Diligente y discreto, pero eficiente y cada vez más experimentado servidor público, ya va siendo hora de resaltar la valía también política del oficial mayor de la Secretaría de Finanzas y Administración del gobierno del estado, el joven profesionista Ricardo Salinas Méndez, un fundamental en el engranaje administrativo, que ha mantenido imparable marcha, precisamente gracias al talento, visión y permanente actitud de servicio de gente como el funcionario referido, cuyo posicionamiento público sigue creciendo de forma sostenida.
Y es que la vida pública-institucional del acapulqueño de nacimiento no sólo se ha circunscrito al servicio público, que ha desempeñado incansablemente en lo que va del actual sexenio de la también joven eficiente Evelyn Salgado Pineda, sino además a la atención y cercanía con prácticamente todos los sectores en su puerto natal, ahí donde urgen nuevas y mejores formas de ejercer gobernanza y servicio público; ahí, en ese puerto donde –hay que señalarlo- permean la desconfianza, la decepción, incluso un sentimiento de enojo hacia las autoridades municipales, por ello la idea ahora generalizada es que hace falta un cambio para bien en Acapulco; que hace falta una nueva visión más modernizadora, democratizadora, integradora, que beneficie y detone a ese que sigue siendo el mayor destino turístico de la entidad y hasta del país.
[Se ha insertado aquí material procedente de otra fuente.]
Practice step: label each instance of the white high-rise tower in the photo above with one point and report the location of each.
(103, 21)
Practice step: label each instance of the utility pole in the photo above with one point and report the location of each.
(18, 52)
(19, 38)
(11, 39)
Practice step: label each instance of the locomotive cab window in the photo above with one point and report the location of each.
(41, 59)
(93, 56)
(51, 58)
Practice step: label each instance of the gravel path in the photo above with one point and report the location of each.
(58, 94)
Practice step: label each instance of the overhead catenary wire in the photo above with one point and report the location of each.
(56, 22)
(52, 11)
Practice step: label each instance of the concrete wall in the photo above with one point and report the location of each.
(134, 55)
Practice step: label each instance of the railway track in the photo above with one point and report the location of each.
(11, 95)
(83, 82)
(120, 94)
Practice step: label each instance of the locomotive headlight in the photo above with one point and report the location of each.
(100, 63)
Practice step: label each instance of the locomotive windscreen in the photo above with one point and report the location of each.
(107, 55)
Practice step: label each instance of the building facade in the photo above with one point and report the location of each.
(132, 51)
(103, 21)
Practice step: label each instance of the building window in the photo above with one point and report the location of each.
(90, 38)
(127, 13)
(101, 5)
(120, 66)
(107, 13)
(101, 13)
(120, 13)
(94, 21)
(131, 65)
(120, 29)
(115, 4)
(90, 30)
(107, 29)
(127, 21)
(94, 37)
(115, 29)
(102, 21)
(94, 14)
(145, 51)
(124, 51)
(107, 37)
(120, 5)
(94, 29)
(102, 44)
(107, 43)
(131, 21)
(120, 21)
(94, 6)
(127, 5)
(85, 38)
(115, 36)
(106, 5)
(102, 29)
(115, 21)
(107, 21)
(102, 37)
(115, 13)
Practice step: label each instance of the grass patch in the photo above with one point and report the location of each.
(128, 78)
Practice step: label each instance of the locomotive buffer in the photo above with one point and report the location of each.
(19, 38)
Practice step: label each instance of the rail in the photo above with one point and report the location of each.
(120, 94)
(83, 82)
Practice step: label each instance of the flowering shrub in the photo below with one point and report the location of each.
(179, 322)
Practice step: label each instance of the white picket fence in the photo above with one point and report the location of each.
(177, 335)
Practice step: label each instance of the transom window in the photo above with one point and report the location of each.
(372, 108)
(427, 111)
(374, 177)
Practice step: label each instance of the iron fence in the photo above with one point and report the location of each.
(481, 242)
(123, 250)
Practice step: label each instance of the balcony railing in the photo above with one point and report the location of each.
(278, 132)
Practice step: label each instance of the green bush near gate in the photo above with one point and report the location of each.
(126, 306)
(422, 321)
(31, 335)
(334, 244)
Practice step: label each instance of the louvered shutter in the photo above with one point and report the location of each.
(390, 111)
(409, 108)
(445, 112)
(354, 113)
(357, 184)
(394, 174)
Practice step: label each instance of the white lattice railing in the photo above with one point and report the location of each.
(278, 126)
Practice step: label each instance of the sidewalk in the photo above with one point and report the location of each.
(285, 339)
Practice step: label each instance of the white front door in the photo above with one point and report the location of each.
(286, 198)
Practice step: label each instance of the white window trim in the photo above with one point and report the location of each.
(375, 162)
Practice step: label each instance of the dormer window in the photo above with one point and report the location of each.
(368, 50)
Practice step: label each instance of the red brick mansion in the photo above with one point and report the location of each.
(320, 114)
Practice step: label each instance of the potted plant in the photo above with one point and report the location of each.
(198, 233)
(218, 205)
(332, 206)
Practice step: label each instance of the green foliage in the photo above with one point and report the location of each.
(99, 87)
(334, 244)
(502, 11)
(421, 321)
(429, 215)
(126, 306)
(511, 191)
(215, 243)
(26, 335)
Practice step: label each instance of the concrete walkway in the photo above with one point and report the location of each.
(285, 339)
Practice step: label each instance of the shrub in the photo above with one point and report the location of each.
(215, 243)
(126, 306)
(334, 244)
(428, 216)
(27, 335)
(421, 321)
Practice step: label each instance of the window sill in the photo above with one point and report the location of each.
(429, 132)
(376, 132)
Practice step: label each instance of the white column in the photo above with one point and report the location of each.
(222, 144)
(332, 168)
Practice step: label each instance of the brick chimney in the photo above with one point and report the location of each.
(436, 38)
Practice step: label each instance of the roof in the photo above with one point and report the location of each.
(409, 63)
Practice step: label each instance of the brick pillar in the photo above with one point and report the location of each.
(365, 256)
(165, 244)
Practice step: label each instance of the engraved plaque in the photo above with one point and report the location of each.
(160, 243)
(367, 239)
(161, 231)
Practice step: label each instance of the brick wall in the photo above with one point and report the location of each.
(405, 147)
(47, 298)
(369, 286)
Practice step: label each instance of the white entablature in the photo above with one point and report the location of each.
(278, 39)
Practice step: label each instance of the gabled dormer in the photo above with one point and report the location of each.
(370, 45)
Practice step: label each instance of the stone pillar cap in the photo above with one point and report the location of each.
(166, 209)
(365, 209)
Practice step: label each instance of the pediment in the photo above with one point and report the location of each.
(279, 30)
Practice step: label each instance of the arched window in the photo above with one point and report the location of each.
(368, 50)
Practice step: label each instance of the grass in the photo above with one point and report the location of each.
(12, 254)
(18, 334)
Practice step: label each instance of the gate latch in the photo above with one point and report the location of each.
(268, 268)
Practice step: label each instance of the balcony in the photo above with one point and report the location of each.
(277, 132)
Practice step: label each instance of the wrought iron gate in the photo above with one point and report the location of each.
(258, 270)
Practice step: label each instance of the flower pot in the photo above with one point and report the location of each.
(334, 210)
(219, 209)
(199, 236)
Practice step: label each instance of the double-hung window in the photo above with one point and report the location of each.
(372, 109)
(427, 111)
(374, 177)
Es aquí, bajo esta percepción que se palpa en todos los rubros acapulqueños, que se ha erigido la figura de quien, ahora incluso, ha estado encabezando las preferencias en encuestas ciudadanas cada que se quiere medir el nivel de conocimiento y posicionamiento de las y los posibles aspirantes a la presidencia municipal del puerto, donde el nombre de Ricardo Salinas Méndez ya se ha vuelto infaltable, por cierto debido a muy evidentes y varias causas.
La primera, porque se trata de un acapulqueño crecido profesionalmente desde la cultura del esfuerzo; segundo, porque ha sido un férreo solidario ante la adversidad causada por fenómenos naturales –hay que recordar que fue uno de quienes se organizó para llevar ayuda a zonas afectadas por el huracán Otis, tanto en Acapulco como en Coyuca de Benítez-; tercero, porque se trata de un servidor público que, además de mantener siempre operativa y eficiente un área sensible y fundamental para la administración pública del gobierno del estado, ha salido incluso a atender problemática social, por eso se le ha visto dialogando de frente, igualmente diligente, cuando ha habido protestas ciudadanas en zonas de la Costera Miguel Alemán. Cuarto, porque se trata de un proyecto político que ya es una realidad: si antes la imagen que se tenía de Ricardo Salinas era sólo la de un funcionario amable, accesible, humano, además de su principal característica que es la eficiencia, ahora se le ve como un fuerte activo para el proyecto de segundo piso de la Cuarta Transformación que se impulsa en el país, por supuesto en Guerrero, pero bien puede replicarse con él encabezando los esfuerzos diarios desde la presidencia municipal de Acapulco, ahí donde ‘suena’ con cada vez mayor fuerza y presencia la imagen del joven profesionista y servidor público.
En un estado ávido de nuevos rostros en la política, de un cambio generacional en la clase gobernante, Ricardo Salinas Méndez es parte de esta nueva etapa en la vida institucional guerrerense: un joven serio, eficaz, demostradamente visionario, que sería garantía de victoria en el proceso electoral venidero. Hay que seguirlo.